Meet our Beta Testers and Experts: Martin Indreiten — passionate about safe travels
Martin (47) lives at Svalbard with a girlfriend and young two kids. He works at The University Centre in Svalbard (UNIS) as Section Leader for Operations and Field Safety. What he does is planning and operating all field activity safety, being it use of large ice breaker vessels to personnel field activities on shore, both for students and staff, as well as visitors to the University of Svalbard (UNIS). Originally from Nordmøre, a mountainous region of Norway, well known for amazing skiing and hiking, Martin has been playing in the mountains as long as he can remember.
‘I was an active biathlon skier for most of my junior years. When I joined the Norwegian Armed Forces, I was introduced to avalanche training. Snow and Ice has been part of my career ever since.’ Martin tells Think Outside. ‘For a while, tourism on snow was my focus.

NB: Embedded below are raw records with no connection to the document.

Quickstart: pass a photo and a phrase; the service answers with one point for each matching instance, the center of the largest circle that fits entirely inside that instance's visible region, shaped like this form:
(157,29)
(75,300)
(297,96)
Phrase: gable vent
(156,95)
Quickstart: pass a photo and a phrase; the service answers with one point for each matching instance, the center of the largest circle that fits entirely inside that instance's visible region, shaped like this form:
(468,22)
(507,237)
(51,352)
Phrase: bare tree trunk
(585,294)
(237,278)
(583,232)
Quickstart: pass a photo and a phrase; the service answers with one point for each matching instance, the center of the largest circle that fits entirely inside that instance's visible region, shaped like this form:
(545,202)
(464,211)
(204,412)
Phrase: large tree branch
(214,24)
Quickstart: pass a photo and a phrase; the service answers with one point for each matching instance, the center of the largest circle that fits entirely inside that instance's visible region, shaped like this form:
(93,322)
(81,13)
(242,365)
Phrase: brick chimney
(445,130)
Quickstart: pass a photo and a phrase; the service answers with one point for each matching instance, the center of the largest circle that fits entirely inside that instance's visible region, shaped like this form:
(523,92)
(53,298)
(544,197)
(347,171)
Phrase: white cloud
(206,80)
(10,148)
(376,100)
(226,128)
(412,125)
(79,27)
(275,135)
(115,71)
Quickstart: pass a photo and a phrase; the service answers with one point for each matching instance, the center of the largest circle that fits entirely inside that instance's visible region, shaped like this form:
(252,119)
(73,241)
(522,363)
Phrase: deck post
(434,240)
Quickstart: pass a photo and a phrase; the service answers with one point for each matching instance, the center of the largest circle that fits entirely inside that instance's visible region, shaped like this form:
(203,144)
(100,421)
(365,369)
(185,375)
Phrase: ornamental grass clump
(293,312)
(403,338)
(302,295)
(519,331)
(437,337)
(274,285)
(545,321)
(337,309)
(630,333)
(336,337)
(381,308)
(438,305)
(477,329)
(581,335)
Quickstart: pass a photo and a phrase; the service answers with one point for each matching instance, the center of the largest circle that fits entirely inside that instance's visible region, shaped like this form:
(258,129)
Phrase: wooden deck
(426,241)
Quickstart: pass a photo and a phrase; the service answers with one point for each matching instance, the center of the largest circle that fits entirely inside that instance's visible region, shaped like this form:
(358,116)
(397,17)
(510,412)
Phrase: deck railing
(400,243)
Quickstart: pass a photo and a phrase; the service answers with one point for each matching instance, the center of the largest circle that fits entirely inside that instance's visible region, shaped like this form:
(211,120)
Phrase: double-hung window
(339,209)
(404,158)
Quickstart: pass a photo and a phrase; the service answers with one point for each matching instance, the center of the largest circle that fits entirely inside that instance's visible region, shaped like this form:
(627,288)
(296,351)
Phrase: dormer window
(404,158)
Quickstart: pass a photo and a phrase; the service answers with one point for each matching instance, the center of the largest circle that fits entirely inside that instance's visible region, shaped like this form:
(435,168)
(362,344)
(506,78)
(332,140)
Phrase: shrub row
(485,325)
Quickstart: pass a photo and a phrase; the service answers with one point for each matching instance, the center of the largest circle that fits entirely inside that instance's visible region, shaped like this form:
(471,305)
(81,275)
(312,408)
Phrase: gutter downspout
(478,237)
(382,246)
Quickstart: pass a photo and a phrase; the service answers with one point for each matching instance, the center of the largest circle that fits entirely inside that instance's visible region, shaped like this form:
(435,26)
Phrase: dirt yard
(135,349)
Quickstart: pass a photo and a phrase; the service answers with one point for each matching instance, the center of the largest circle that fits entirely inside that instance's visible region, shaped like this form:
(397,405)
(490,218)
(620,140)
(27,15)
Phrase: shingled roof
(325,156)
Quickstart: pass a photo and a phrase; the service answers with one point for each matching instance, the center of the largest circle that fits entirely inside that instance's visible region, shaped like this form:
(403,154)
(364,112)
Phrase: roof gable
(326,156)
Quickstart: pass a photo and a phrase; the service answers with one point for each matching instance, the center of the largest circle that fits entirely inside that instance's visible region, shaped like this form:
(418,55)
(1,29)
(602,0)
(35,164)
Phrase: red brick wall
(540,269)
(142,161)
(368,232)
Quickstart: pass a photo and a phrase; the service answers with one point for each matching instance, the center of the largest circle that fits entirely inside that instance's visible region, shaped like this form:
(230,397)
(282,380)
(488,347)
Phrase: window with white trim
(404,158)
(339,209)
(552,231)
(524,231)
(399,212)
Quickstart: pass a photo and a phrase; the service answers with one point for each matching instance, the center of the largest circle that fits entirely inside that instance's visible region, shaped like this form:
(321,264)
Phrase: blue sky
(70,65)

I’ve run an event company where we had an ice hotel as well as been a guide. When I first came to Svalbard in 2003 I worked with adventure travels, guiding and organizing. In 2009 I started my current job at UNIS’
For Martin, safety whilst in the backcountry is crucial. He was a part of a group that started the avalanche safety group, part of the Red Cross Search and Rescue group, at Svalbard in 2004. IN 2015, Martin and his group has joined the Varsom.no and RegObs (the Norwegian avalanche warning system) avalanche professional community and contributes to the avalanche forecasting and warning for his region.

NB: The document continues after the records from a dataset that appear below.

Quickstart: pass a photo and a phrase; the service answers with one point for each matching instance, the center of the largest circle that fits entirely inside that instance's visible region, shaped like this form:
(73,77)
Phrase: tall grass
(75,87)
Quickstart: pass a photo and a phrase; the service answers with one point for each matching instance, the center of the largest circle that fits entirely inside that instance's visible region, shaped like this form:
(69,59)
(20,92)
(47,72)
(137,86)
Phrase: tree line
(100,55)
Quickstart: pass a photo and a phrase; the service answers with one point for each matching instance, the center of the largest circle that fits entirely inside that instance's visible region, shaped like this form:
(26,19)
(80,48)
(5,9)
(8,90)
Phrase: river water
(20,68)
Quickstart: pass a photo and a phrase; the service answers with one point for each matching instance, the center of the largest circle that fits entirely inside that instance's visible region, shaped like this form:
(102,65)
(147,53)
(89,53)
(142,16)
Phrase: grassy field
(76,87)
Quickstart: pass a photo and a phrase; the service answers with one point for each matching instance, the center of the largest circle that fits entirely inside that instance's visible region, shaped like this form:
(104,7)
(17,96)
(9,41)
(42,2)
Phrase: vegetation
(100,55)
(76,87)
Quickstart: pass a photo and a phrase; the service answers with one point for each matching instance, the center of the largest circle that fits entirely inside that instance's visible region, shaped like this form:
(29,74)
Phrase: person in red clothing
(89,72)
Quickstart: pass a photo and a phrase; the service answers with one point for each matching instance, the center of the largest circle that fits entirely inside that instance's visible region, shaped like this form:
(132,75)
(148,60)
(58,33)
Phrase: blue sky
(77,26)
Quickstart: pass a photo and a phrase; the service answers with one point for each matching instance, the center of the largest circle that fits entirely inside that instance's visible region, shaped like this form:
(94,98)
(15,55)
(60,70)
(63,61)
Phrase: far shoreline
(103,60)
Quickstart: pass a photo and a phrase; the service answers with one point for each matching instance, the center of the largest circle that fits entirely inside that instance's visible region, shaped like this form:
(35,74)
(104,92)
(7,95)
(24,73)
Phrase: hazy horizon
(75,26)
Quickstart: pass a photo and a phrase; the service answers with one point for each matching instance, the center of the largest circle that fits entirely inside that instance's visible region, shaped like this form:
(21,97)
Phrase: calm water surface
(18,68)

‘One of the perks of living at Svalbard is the awesome skiing here! You can literally skin up and start skiing from the minute you step out of your house! It’s unique! One of my favorite skiing areas are at Atom Mountain here at Svalbard, which has a year around season and you can ski in the midnight sun. It’s very alpine, and kind of looks like the Himalayas. Beautiful pointy mountains and great runs down steep mountain sides and chutes. I also love skiing in Sundalsfjella, in Innerdalen and Dronningen and Kongen mountains, two well-known great backcountry areas.’ Martin says.
We ask Martin to share some stories from his ventures in the back country: ‘Polar bears passer through your camp can make your heart jump, but I probably have been more concerned both on the sea ice (that can be scary as it constantly moves) and on glaciers. Considering avalanches, I vividly remember this one time back in 2003, where I was on a glacier course on Briksdalsbreen, one of the glaciers on the large Jostedals-glacier. We came a little too close to the mountainside, heard avalanches and ran roped-up towards the crevasse area for safety! When we got to the top of the glacier, we saw that 7 or 8 wet snow avalanches where we came from! Safe navigation is always important’.
Martin tells us about how he became familiar with Think Outside and Sknow; ‘I came across Think Outside and Sknow a little by chance. A friend had seen an add on a milk cartoon about this startup company working on new innovations in snow and avalanche field, and since my job is safety in avalanche and arctic terrain, I got curious. Innovation and technology are a focus here at UNIS, and I figured there was a bit of a win-win situation by coupling what we do with what Think Outside is doing. I will be spearheading this from our side, but I will be sharing the skis with the group. This way more people will be part of the project, and the skis will be more used, with more data acquired.’ Martin says, ‘I think new technological solutions are intriguing, but it should be coupled with usability, and most importantly general training, knowledge and awareness by the users!’ also, he continues; ‘The important part of a technological solutions such as Sknow may be, is that people have more facts to base their decisions on. My hope is that Sknow works as a good tool for better decisions in the mountains, that one is able to move in terrain safer.’
Last, but not least, Think Outside takes the opportunity to ask Martin for his advises for safe travels in the winter mountains:
‘My advises are as I tell our students here at UNIS;
- ” If you don’t know don’t go”; get local advice from local experts, read up on weather and avalanche forecast.
- ” If the snow is the problem, then the terrain is the solution”; if the avalanche danger is high or you have a complex avalanche problem stay away from avalanche terrain, terrain traps and run out zones. Play in safe and simple terrain. Learn to read and use the terrain for safe travel.
- ” Human factor”; one of the main reasons for avalanche incidents and accidents are wrong decisions and lack of good rational based facts for decisions. Be aware of typical mistakes groups are doing when they make decisions. Join an avalanche class, it’s fun, you learn a lot and it could save your life!
Think Outside are very pleased to have Martin and his team as part of the beta-season, and are looking forward to a fruitful collaboration!